The COVID-19 recession has further entrenched existing racial disparities in the job market and has disproportionately left Black and brown workers unemployed.

As a professor of human resources and labor relations, I urge the Connecticut General Assembly to address this crisis by enacting “worker recall” legislation. Research shows that this legislation, which requires employers to rehire workers based on tenure and qualifications once jobs return, can help create a more equitable economic recovery by limiting the role that implicit biases play in rehiring decisions. The objective criteria this policy requires employers to follow can give marginalized workers a fair chance to recover jobs that they earned through trainings, skills development, and dedication.

While job loss has been universal, it has particularly devastated workers of color. The University of New Hampshire Carsey School of Policy found that during the peak of the pandemic, in April 2020, Latinos had the highest unemployment rate at nearly 19%, followed by Black workers at 16.4%. Whites had the lowest unemployment level at approximately 13%. As businesses reopened in the late summer, unemployment rates among white workers quickly fell, dropping down below 10% in July. However, the U.S. Census Bureau’s Current Population Survey painted a different picture for Black workers, whose unemployment rate fell at a slower pace. By August, the white unemployment rate was 7.3%; for Black workers, it was 13%.

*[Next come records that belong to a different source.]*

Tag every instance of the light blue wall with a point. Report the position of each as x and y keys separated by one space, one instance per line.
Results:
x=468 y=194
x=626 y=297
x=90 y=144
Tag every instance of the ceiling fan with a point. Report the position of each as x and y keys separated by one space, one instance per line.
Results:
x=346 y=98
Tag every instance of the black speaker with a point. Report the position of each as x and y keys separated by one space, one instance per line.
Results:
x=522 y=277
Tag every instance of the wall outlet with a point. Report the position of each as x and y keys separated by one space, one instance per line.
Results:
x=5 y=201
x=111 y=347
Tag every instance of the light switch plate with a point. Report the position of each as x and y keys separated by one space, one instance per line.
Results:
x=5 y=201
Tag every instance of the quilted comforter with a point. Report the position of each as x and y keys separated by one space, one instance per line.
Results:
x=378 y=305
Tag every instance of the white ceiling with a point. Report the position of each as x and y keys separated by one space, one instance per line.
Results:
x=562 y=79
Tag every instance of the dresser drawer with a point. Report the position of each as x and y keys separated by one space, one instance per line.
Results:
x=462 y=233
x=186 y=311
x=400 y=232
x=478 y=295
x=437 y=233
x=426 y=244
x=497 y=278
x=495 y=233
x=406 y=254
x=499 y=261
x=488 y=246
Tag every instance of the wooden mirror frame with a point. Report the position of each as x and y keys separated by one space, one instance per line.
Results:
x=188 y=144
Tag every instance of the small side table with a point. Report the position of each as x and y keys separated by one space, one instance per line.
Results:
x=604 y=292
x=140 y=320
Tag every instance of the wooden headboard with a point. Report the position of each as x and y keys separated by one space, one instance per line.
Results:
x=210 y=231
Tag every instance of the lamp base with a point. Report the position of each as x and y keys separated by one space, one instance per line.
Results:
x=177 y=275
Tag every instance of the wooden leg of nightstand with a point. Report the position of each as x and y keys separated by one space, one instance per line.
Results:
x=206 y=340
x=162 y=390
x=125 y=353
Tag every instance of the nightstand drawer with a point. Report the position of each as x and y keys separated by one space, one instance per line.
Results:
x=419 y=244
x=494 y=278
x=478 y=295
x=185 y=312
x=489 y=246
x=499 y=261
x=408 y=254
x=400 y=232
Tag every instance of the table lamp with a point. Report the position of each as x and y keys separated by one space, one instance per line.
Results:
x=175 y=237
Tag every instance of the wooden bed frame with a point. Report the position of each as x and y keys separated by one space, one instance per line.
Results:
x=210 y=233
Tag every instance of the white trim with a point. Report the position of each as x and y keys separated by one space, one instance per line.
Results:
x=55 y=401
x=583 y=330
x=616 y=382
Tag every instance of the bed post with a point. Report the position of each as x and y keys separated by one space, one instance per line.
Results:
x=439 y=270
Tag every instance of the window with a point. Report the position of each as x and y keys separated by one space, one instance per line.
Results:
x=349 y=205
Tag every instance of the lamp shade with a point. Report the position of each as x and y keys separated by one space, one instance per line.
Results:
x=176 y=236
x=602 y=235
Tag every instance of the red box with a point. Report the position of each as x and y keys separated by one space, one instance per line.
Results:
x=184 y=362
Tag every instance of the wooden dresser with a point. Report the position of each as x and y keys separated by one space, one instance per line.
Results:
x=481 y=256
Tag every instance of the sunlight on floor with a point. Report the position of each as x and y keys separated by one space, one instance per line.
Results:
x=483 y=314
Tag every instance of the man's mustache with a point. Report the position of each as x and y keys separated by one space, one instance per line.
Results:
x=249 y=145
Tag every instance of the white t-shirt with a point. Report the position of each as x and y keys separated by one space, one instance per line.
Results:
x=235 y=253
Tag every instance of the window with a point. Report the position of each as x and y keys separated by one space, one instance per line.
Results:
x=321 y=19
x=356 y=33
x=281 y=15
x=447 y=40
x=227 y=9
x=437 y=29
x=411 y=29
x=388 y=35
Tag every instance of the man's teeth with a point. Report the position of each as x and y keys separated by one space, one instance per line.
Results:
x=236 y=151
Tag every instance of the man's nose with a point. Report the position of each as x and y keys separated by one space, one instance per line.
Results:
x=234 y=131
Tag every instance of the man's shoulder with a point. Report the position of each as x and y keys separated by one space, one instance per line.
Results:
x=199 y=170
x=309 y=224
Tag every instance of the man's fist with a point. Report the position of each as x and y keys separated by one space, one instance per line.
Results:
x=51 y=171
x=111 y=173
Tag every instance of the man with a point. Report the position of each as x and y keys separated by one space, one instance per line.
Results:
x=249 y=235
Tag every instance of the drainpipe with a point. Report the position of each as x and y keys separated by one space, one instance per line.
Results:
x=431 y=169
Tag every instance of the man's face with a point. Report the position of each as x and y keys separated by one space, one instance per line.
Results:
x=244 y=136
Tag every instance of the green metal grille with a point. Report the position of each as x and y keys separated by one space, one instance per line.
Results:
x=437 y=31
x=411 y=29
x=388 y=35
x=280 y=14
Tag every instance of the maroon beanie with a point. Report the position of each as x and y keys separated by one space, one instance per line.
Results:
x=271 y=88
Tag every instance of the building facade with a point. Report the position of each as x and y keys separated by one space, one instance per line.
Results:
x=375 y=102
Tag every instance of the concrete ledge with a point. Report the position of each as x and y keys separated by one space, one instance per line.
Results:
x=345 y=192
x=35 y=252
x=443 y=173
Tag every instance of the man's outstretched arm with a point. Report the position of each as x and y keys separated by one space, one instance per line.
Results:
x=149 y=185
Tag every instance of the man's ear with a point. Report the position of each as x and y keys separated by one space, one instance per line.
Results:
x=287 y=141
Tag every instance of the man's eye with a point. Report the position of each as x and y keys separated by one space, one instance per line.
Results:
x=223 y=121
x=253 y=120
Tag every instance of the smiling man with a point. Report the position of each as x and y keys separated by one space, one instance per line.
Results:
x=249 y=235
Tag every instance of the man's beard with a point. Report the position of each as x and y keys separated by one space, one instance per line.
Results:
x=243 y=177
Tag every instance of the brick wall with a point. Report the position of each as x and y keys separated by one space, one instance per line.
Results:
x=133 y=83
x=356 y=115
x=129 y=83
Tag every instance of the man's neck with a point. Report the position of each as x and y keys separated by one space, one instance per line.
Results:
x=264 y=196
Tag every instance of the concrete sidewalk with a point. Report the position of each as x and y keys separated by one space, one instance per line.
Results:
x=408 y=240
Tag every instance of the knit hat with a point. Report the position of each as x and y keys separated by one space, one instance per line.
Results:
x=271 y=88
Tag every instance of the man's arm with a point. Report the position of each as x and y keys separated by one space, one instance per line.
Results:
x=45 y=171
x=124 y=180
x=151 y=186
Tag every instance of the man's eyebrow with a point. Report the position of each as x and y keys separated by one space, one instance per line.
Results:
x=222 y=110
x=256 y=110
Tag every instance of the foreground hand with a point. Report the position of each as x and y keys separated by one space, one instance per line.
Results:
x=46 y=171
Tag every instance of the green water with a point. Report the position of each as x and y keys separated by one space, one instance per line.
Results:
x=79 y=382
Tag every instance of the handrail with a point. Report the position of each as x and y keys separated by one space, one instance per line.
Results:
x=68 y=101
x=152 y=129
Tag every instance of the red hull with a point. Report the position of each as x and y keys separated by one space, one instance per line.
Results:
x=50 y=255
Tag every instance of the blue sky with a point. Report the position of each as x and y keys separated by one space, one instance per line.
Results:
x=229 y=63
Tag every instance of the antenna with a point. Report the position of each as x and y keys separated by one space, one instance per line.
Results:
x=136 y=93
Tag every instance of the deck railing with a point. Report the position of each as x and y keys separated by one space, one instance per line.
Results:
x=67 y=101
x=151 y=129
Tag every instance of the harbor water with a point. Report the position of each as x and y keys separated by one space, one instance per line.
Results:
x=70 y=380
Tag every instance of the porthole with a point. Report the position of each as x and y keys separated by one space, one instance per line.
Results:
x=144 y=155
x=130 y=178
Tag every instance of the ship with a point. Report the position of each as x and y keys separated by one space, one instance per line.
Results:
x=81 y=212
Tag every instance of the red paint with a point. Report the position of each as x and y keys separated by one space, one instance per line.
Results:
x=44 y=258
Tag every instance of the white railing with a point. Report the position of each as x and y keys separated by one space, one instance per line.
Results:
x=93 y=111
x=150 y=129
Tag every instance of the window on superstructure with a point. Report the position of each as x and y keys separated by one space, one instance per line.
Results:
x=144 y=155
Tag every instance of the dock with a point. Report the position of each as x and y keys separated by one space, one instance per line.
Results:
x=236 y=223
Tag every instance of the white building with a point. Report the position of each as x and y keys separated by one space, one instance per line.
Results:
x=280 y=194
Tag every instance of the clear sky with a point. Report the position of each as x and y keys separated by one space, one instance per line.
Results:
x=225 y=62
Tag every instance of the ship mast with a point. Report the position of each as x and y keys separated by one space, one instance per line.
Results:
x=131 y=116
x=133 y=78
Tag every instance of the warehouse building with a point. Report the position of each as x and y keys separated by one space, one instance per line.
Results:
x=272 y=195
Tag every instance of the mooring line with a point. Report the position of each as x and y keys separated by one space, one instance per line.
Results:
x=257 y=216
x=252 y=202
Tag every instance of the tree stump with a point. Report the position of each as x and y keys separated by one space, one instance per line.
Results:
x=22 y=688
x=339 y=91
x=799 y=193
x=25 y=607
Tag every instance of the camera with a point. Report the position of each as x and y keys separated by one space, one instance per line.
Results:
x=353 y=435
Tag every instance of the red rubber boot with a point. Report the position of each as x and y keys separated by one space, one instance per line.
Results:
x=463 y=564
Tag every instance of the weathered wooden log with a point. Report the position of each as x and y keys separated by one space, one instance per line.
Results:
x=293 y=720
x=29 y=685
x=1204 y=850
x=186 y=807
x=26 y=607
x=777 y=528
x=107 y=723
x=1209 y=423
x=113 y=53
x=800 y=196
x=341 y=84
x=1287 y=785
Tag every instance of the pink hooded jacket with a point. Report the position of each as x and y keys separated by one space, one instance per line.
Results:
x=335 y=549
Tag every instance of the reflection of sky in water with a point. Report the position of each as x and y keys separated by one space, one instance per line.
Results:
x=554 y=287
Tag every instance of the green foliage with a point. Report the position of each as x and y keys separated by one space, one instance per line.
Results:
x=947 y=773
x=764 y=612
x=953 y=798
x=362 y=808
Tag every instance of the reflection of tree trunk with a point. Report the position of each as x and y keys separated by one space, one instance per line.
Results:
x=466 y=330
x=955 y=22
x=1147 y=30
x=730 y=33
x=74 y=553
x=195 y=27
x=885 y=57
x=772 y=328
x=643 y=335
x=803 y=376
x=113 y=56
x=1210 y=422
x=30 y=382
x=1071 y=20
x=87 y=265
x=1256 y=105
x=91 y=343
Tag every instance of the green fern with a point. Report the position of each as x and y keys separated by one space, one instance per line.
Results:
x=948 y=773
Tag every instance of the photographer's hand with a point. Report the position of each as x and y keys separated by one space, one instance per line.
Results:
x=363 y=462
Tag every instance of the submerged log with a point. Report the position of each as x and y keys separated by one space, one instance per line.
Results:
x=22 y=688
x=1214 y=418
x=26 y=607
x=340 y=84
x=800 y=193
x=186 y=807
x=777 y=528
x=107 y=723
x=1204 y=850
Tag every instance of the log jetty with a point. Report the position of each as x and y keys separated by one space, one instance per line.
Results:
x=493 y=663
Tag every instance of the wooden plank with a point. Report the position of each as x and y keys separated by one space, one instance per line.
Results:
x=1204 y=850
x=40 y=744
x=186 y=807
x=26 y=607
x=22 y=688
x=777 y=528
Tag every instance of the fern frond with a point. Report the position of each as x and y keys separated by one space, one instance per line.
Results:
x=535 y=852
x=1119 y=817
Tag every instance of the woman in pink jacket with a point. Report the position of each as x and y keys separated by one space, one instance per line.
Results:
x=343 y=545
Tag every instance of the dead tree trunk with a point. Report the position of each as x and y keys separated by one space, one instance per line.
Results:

Without strong protections, there is a risk that these patterns of disparity will continue when managers choose which workers to recall from layoffs. Data from the U.S. Bureau of Labor Statistics demonstrates that racial gaps have already begun to emerge. Over the course of the pandemic, a higher percentage of white workers were called back to work each month compared to Black workers. Racial and gender disparities are present in hiring, promotion, and retention decisions. These disparities are often a result of implicit, unintentional cognitive biases. Such biases mean that when managers are left to their unfettered discretion, they may unconsciously allow stereotyping, in-group preference, or other forms of bias to influence their decision-making. Social psychological literature indicates that managerial decisions will often reproduce outcomes that systematically benefit already-privileged social groups if personnel policies do not take implicit biases into account.

Recall legislation has the potential to reduce discrimination against disadvantaged workers and communities, thereby improving economic outcomes. It would help improve managerial decision-making by imposing objective criteria and incorporating accountability. As a result, recall practices could create greater opportunities and more equitable workplaces for ethnic and racial minorities and women. This outcome would allow employers to retain control over major rehiring decisions, like denying employment to unqualified applicants, while giving a fair chance to Black and brown workers to recover positions that they earned.

According to research conducted by the University of Minnesota, Connecticut has some of the highest levels of income inequality and racial segregation in the country. By passing worker recall legislation, the Connecticut General Assembly can help steer the state towards a more equitable recovery.

Sean Edmund Rogers is the Spachman Professor of Human Resources and Labor Relations and Executive Director of Inclusive Excellence at the University of Rhode Island College of Business.